A secretária Vera Fernandes, 40, sentou junto com outros colegas do escritório de advocacia para esperar a chuva e a enchente diminuírem. "Eu vi que estava chovendo e saí às 6 horas de casa, uma hora antes do normal. Estou esperando a água baixar para conseguir chegar até o escritório que é bem perto daqui", disse Fernandes. Segundo ela, a orientação para aguardar foi passada pelo administrador do escritório. Apenas ele e uma advogada conseguiram chegar.

 

Já o analista de planejamento Fábio Câmara, 30, esperava o ônibus da empresa desde as 8h30 na plataforma de embarque dos fretados. "Eu trabalho em um prédio na Marginal Tietê e geralmente chego em dez minutos lá. Só uso o fretado nas terças-feiras porque é o rodízio do meu carro", contou. "Meu limite para esperar era às dez horas, mas falei com a gerente e ela pediu para eu aguardar mais um pouco", completou.

 

Viagens para o interior

 

As pessoas que tentavam embarcar para o interior do Estado de São Paulo não tinham outra opção a não ser esperar. "Os ônibus das 7h30 foram os últimos a deixar o Terminal Barra Funda indo para Bauru e Marília", informou o encarregado do guichê do Expresso de Prata, José Mangili, por volta das 8h40 desta terça-feira. Segundo ele, os ônibus continuavam parados na praça logo após a saída do terminal.

 

"Para as pessoas que chegam ao guichê avisamos que não há previsão de saída. Só vendemos para aqueles que querem mesmo, mas informamos que no momento nenhum ônibus entra ou sai do terminal. O último ônibus chegou às 6 horas", completou Mangili.

 

Enquanto isso, na plataforma de embarque, muitas pessoas aguardavam e se distraíam como podiam. O modelo Marcelo Gomes, 25 anos, e o amigo Nelson Serrão, 29, professor universitário da Unesp, tentavam seguir viagem para Botucatu. "Compramos as passagens às 7h15 para o ônibus das 7h30. Já estamos esperando há quase duas horas e não chega nenhum ônibus aqui", disse Gomes. "Vamos esperar até as 10 horas e depois voltamos para casa. O jeito é tentar trocar a passagem e viajar no período da tarde", completou Serrão. O professor universitário tinha aula às 10 horas na Unesp em Botucatu e esperava conseguir chegar pelo menos às 17 horas ao trabalho.

 

Os amigos estavam conectados à internet e acompanhavam a situação da capital paulista pela TV via celular. "Ligamos para um amigo nosso que estava indo para Caieiras. Ele desistiu de ir trabalhar e está tentando voltar para casa. Pelo telefone, estamos avisando quais vias estão intransitáveis e quais ele pode conseguir passar", contaram.

 

A aposentada Maria Pequeno Pereira, 73, esperava em frente à plataforma 6 para embarcar para Araçatuba, pela companhia Reunidas. "Minha passagem é para às 10 horas.
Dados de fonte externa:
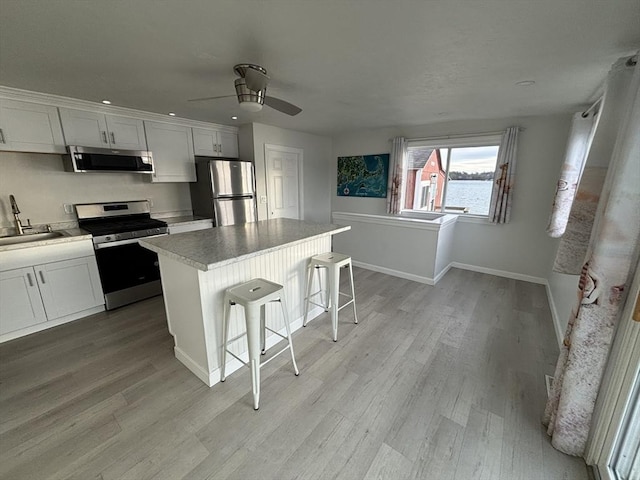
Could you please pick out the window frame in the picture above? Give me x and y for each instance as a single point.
(458, 141)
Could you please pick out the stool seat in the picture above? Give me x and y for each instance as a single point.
(254, 291)
(253, 296)
(333, 262)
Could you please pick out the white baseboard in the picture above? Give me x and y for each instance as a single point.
(50, 324)
(233, 364)
(554, 315)
(395, 273)
(500, 273)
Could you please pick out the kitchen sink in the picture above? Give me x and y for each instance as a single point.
(29, 237)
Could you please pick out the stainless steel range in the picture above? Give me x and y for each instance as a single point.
(128, 271)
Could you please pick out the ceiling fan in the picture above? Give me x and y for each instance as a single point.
(251, 90)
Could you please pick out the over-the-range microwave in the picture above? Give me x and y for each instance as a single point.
(90, 159)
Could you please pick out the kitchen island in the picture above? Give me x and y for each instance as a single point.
(197, 267)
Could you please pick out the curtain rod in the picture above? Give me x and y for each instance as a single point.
(462, 135)
(595, 104)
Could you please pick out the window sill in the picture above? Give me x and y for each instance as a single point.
(442, 221)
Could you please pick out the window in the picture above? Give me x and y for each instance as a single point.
(451, 175)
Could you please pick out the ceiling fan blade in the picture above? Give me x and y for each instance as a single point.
(256, 80)
(209, 98)
(282, 106)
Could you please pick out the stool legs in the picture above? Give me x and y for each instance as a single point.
(353, 294)
(285, 314)
(308, 292)
(253, 322)
(225, 334)
(334, 284)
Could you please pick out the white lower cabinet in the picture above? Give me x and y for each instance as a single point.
(20, 302)
(69, 286)
(37, 294)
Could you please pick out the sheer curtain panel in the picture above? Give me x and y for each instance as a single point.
(580, 138)
(501, 196)
(396, 173)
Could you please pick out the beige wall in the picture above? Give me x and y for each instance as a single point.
(41, 187)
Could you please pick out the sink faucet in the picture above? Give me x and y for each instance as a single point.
(16, 215)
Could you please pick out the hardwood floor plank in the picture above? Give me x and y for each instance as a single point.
(389, 463)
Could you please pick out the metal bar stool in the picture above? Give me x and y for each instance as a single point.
(253, 296)
(333, 262)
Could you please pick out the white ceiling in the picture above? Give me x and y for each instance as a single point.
(348, 64)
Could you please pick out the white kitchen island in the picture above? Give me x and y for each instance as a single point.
(196, 268)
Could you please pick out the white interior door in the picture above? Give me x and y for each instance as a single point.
(284, 171)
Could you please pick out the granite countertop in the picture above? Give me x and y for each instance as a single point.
(69, 235)
(214, 247)
(184, 220)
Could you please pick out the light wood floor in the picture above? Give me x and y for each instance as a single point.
(442, 382)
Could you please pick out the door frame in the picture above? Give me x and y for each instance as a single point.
(286, 149)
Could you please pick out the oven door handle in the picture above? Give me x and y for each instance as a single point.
(128, 241)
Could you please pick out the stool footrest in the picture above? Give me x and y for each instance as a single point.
(348, 303)
(237, 358)
(263, 363)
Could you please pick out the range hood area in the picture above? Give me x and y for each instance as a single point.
(96, 160)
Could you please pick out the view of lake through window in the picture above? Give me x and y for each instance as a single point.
(458, 178)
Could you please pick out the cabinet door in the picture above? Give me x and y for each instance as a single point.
(69, 286)
(205, 142)
(84, 128)
(21, 305)
(30, 127)
(125, 132)
(228, 143)
(172, 150)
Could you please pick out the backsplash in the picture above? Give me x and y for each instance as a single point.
(42, 187)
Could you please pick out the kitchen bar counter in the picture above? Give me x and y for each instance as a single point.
(196, 268)
(215, 247)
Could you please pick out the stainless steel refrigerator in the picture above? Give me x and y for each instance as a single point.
(224, 191)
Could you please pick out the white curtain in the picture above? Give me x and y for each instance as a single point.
(501, 196)
(574, 242)
(580, 138)
(396, 173)
(604, 284)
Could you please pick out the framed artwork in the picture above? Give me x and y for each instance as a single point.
(363, 176)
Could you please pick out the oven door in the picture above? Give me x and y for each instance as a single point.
(128, 272)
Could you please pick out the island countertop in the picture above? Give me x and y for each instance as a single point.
(214, 247)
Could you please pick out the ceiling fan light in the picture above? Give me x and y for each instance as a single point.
(251, 106)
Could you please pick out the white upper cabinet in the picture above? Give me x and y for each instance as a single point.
(125, 132)
(172, 150)
(215, 143)
(30, 127)
(93, 129)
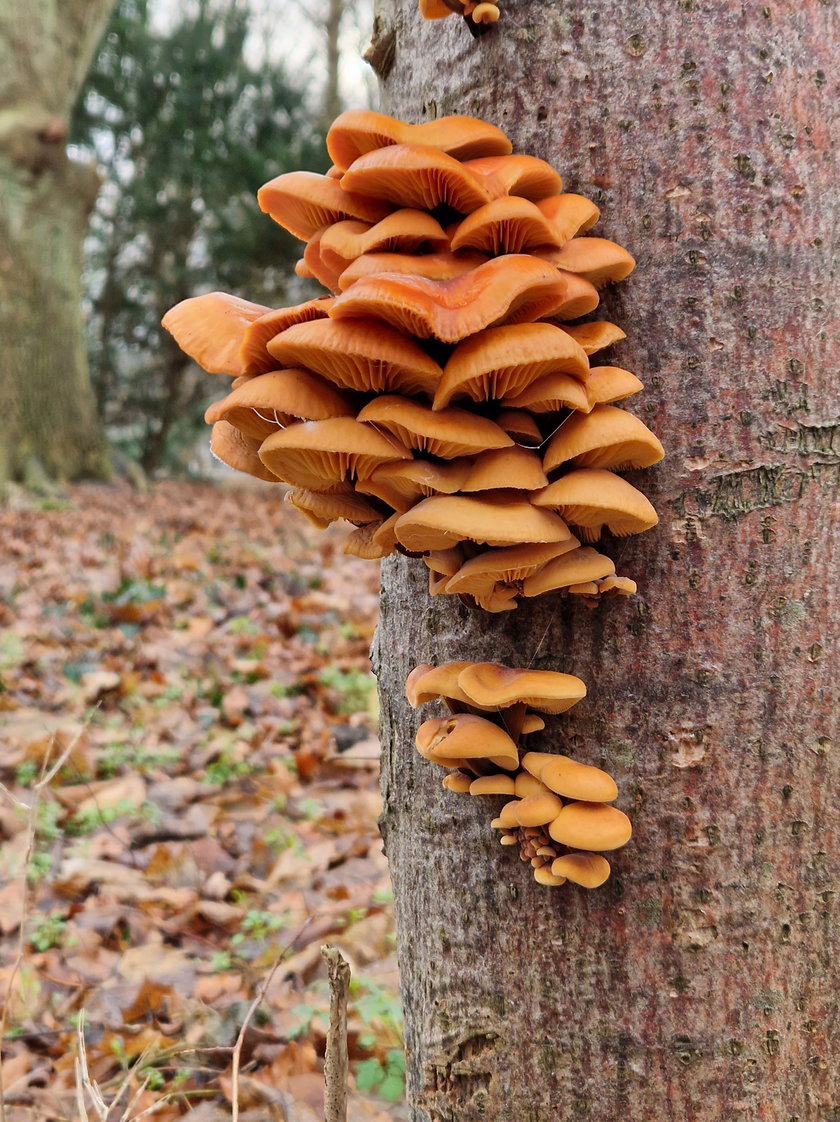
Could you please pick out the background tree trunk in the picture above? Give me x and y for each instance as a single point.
(47, 411)
(700, 983)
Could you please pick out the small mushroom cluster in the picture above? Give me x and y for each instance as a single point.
(479, 16)
(439, 399)
(555, 802)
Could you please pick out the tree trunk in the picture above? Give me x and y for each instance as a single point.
(47, 410)
(700, 983)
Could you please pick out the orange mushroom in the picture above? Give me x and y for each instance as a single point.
(591, 498)
(358, 131)
(515, 288)
(361, 355)
(304, 202)
(499, 362)
(210, 329)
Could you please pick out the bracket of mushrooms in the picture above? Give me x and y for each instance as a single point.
(439, 399)
(554, 802)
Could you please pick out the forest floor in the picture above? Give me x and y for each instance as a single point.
(190, 770)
O horário está próximo, mas sei que não vou conseguir pegar o ônibus. Os carros das 7h30 ainda não saíram. Mas vou ficar aqui esperando", contou.

 

Já as irmãs Eliana Bernardo, 35, e Edna Bernardo Bonfim, 31, aguardavam o embarque para Tatuí com três crianças. "Eu vim para São Paulo buscar minha irmã. Chegamos aqui às 6 da manhã para pegar o ônibus das 7, mas já são quase 10 e ainda não conseguimos", contou Eliana. "Ninguém da empresa veio até aqui falar com a gente. Às vezes passa alguém e perguntamos. Eles dizem que devemos esperar e não há previsão para embarcarmos", disse Edna.

 

Segundo o CGE, para as próximas horas a chuva deve continuar na Grande São Paulo com a mesma intensidade, sem perspectiva de melhora. A média de precipitação, desde 0h até as 7h desta terça-feira, foi de 54,8 mm, e nas últimas 12 horas, de 64,4 mm. Já choveu neste mês de dezembro 122,1 mm, o que equivale a 60,75% da precipitação média para o mês.

 

(Colaboraram Pedro Venceslau, de O Estado de S.Paulo, e Eric Akita, do estadao.com.br)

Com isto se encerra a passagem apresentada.